Solved – Are there cases where PCA is more suitable than t-SNE

pcatsne

I want to see how 7 measures of text correction behaviour (time spent correcting the text, number of keystrokes, etc.) relate to each other. The measures are correlated. I ran a PCA to see how the measures projected onto PC1 and PC2, which avoided the overlap of running separate two-way correlation tests between the measures.

I was asked why not using t-SNE, since the relationship between some of the measures might be non-linear.

I can see how allowing for non-linearity would improve this, but I wonder if there is any good reason to use PCA in this case and not t-SNE? I'm not interested in clustering the texts according to their relationship to the measures, but rather in the relationship between the measures themselves.

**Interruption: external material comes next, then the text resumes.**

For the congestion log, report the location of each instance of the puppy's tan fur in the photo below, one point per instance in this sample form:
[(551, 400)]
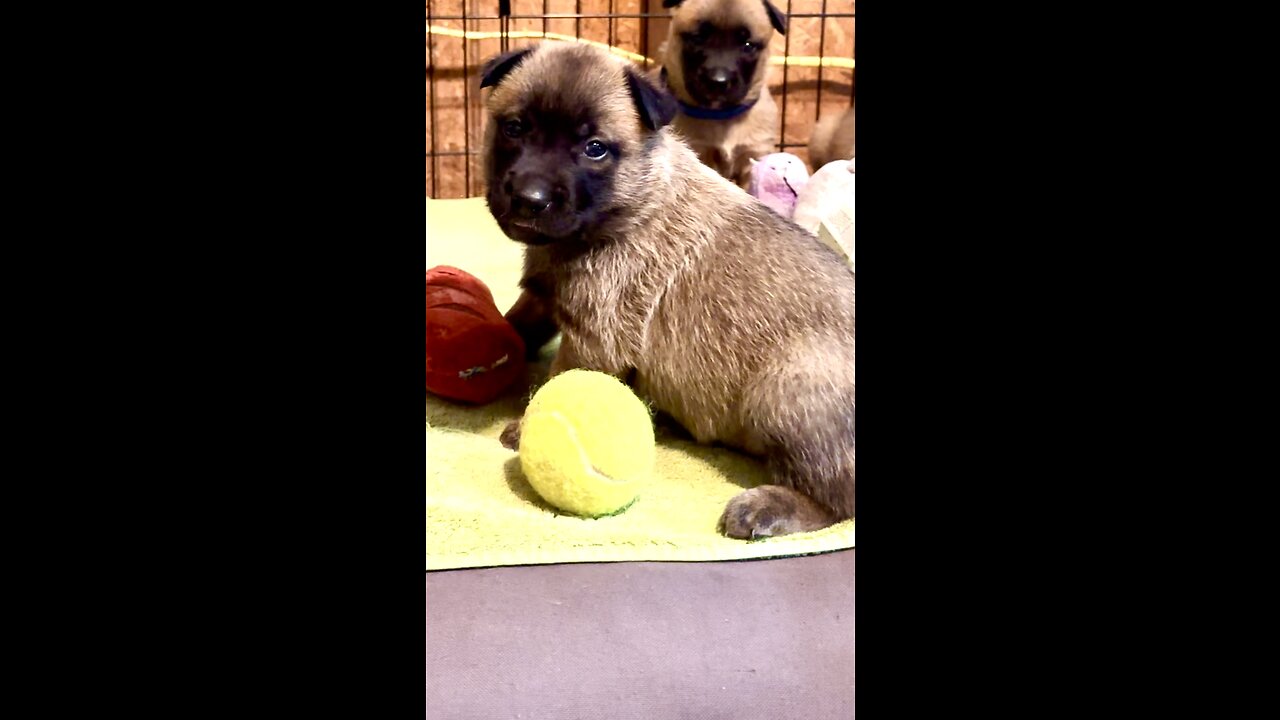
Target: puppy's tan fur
[(730, 319), (833, 139), (727, 146)]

(I guess EFA could also a better/another approach, but that's a different discussion.)
Compared to other methods, there are few posts on here about t-SNE, so the question seems worth asking.

Best Answer

$t$-SNE is a great piece of Machine Learning but one can find many reasons to use PCA instead of it. Of the top of my head, I will mention five. As most other computational methodologies in use, $t$-SNE is no silver bullet and there are quite a few reasons that make it a suboptimal choice in some cases. Let me mention some points in brief:

  1. Stochasticity of final solution. PCA is deterministic; $t$-SNE is not. One gets a nice visualisation and then her colleague gets another visualisation and then they get artistic which looks better and if a difference of $0.03\%$ in the $KL(P||Q)$ divergence is meaningful... In PCA the correct answer to the question posed is guaranteed. $t$-SNE might have multiple minima that might lead to different solutions. This necessitates multiple runs as well as raises questions about the reproducibility of the results.

  2. Interpretability of mapping. This relates to the above point but let's assume that a team has agreed in a particular random seed/run. Now the question becomes what this shows... $t$-SNE tries to map only local / neighbours correctly so our insights from that embedding should be very cautious; global trends are not accurately represented (and that can be potentially a great thing for visualisation). On the other hand, PCA is just a diagonal rotation of our initial covariance matrix and the eigenvectors represent a new axial system in the space spanned by our original data. We can directly explain what a particular PCA does.

  3. Application to new/unseen data. $t$-SNE is not learning a function from the original space to the new (lower) dimensional one and that's a problem. On that matter, $t$-SNE is a non-parametric learning algorithm so approximating with parametric algorithm is an ill-posed problem. The embedding is learned by directly moving the data across the low dimensional space. That means one does not get an eigenvector or a similar construct to use in new data. In contrast, using PCA the eigenvectors offer a new axes system what can be directly used to project new data. [Apparently one could try training a deep-network to learn the $t$-SNE mapping (you can hear Dr. van der Maaten at ~46' of this video suggesting something along this lines) but clearly no easy solution exists.]

  4. Incomplete data. Natively $t$-SNE does not deal with incomplete data. In fairness, PCA does not deal with them either but numerous extensions of PCA for incomplete data (eg. probabilistic PCA) are out there and are almost standard modelling routines. $t$-SNE currently cannot handle incomplete data (aside obviously training a probabilistic PCA first and passing the PC scores to $t$-SNE as inputs).

  5. The $k$ is not (too) small case. $t$-SNE solves a problem known as the crowding problem, effectively that somewhat similar points in higher dimension collapsing on top of each other in lower dimensions (more here). Now as you increase the dimensions used the crowding problem gets less severe ie. the problem you are trying to solve through the use of $t$-SNE gets attenuated. You can work around this issue but it is not trivial. Therefore if you need a $k$ dimensional vector as the reduced set and $k$ is not quite small the optimality of the produce solution is in question. PCA on the other hand offer always the $k$ best linear combination in terms of variance explained. (Thanks to @amoeba for noticing I made a mess when first trying to outline this point.)

I do not mention issues about computational requirements (eg. speed or memory size) nor issues about selecting relevant hyperparameters (eg. perplexity). I think these are internal issues of the $t$-SNE methodology and are irrelevant when comparing it to another algorithm.

To summarise, $t$-SNE is great but as all algorithms has its limitations when it comes to its applicability. I use $t$-SNE almost on any new dataset I get my hands on as an explanatory data analysis tool. I think though it has certain limitations that do not make it nearly as applicable as PCA. Let me stress that PCA is not perfect either; for example, the PCA-based visualisations are often inferior to those of $t$-SNE.